Combining similar rows in Stata / python

Combining similar rows in Stata / python - python

I am doing some data prep for graph analysis and my data looks as follows.
country1 country2 pair volume
USA CHN USA_CHN 10
CHN USA CHN_USA 5
AFG ALB AFG_ALB 2
ALB AFG ALB_AFG 5
I would like to combine them such that
country1 country2 pair volume
USA CHN USA_CHN 15
AFG ALB AFG_ALB 7
Is there a simple way for me to do so in Stata or python? I've tried making a duplicate dataframe and renamed the 'pair' as country2_country1, then merged them, and dropped duplicate volumes, but it's a hairy way of going about things: I was wondering if there is a better way.
If it helps to know, my data format is for a directed graph, and I am converting it to undirected.

Your key must consist of sets of two countries, so that they compare equal regardless of order.

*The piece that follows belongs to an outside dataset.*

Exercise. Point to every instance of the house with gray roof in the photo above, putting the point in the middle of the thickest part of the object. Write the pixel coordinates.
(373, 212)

In Python/Pandas, this can be accomplished as follows.
import pandas as pd
import io
# load in your data
s = """
country1 country2 pair volume
USA CHN USA_CHN 10
CHN USA CHN_USA 5
AFG ALB AFG_ALB 2
ALB AFG ALB_AFG 5
"""
data = pd.read_table(io.BytesIO(s), sep='\s+')
# create your key (using frozenset instead of set, since frozenset is hashable)
key = data[['country1', 'country2']].apply(frozenset, 1)
# group by the key and aggregate using sum()
print(data.groupby(key).sum())
This results in
volume
(CHN, USA) 15
(AFG, ALB) 7
which isn't exactly what you wanted, but you should be able to get it into the right shape from here.

Here is a solution that takes pandas automatic alignment of indexes
df1 = df.set_index(['country1'])
df2 = df.set_index(['country2'])
df1['volume'] += df2['volume']
df1.reset_index().query('country1 > country2')
country1 country2 pair volume
0 USA CHN USA_CHN 15
3 ALB AFG ALB_AFG 7
Here is a solution based on #jean-françois-fabre comment.
split_sorted = df.pair.str.split('_').map(sorted)
df_switch = pd.concat([split_sorted.str[0],
split_sorted.str[1],
df['volume']], axis=1, keys=['country1', 'country2', 'volume'])
df_switch.groupby(['country1', 'country2'], as_index=False, sort=False).sum()
output
country1 country2 volume
0 CHN USA 15
1 AFG ALB 7

In Stata you can just lean on the fact that alphabetical ordering gives a distinct signature to each pair.
clear
input str3 (country1 country2) volume
USA CHN 10
CHN USA 5
AFG ALB 2
ALB AFG 5
end
gen first = cond(country1 < country2, country1, country2)
gen second = cond(country1 < country2, country2, country1)
collapse (sum) volume, by(first second)
list
+-------------------------+
| first second volume |
|-------------------------|
1. | AFG ALB 7 |
2. | CHN USA 15 |
+-------------------------+
You can merge back with the original dataset if wished.
Documented and discussed here
NB: Presenting a clear data example is helpful. Presenting it as the code to input the data is even more helpful.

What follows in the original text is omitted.